Of course, the overall theme of this journey gives Dolittle a chance to finally move past the tragic loss of his wife. And it is on his journey that he learns more about himself and what it means to put other’s needs before your own. And for some reason, they needed to have a dragon enema to make that point.
And if the tonal mashup wasn’t bad enough, the equally strange cuts only add to the confusion. At times it looks like characters aren’t together despite them being in the same room. Furthermore, when things get more action-heavy, it becomes a disjointed mess, and it’s hard to tell what is going on or what we should be paying attention to during all of the chaos. Characters appear at one place during the scene only to appear at the completely opposite end of the room during another with absolutely no explanation.

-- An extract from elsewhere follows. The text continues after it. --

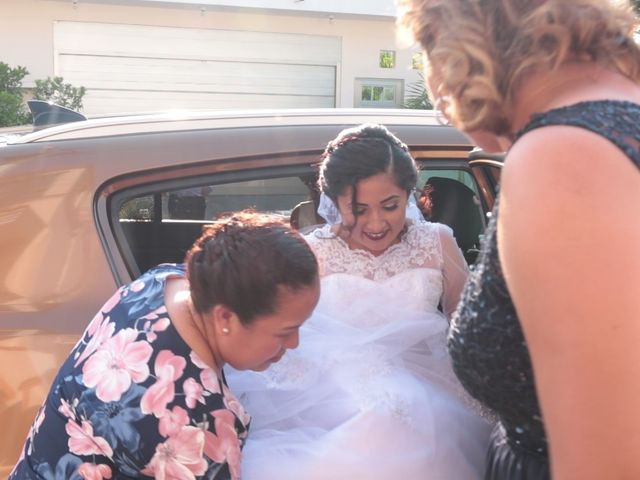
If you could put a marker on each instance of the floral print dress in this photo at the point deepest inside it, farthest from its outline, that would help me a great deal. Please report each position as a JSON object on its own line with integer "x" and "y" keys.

While the film has a menagerie of animals, we hardly spend any time with them. Any character development feels rushed. It’s not clear how long any of them have had their flaws or phobias, but they seem to get over it pretty quickly. This includes Dolittle, who starts off as a depressed disheveled hermit who avoids eye contact but becomes the eccentric hero of the story. It’s not so much that the title character’s personality is a bit odd, that is part of the appeal. It’s just how he seems to get over the tragedy that is questionable. But Downey Jr. works with the material that he is given to the best of his ability.
The same can be said for the voice cast consisting of Emma Thompson, Kumail Nanjani, John Cena, Octavia Spencer, Rami Malek, Tom Holland, Craig Robertson, Ralph Finnes, Carmen Ejgogo, Marion Cotillard, Selena Gomez, and Frances De La Tour. All of them do what they can with the script.
Despite all of his, Dolittle is not without its charms. Though the structure is incredibly flawed and the comedy a bit cheap, the film still has a bit of enjoyment. That comes through mostly from Downey Jr., who carries a lot of the emotional weight of the film. Sheen gives us an entertainingly cheesy villain that is reminiscent of the base mustache-twirling baddies we’ve seen in the past. However, other human characters are easily forgotten because they are just incredibly one-note and undeveloped.
For what it is worth, Dolittle does have something to say. The only problem is, it makes far too much noise to know that is and takes far too long to deliver that message.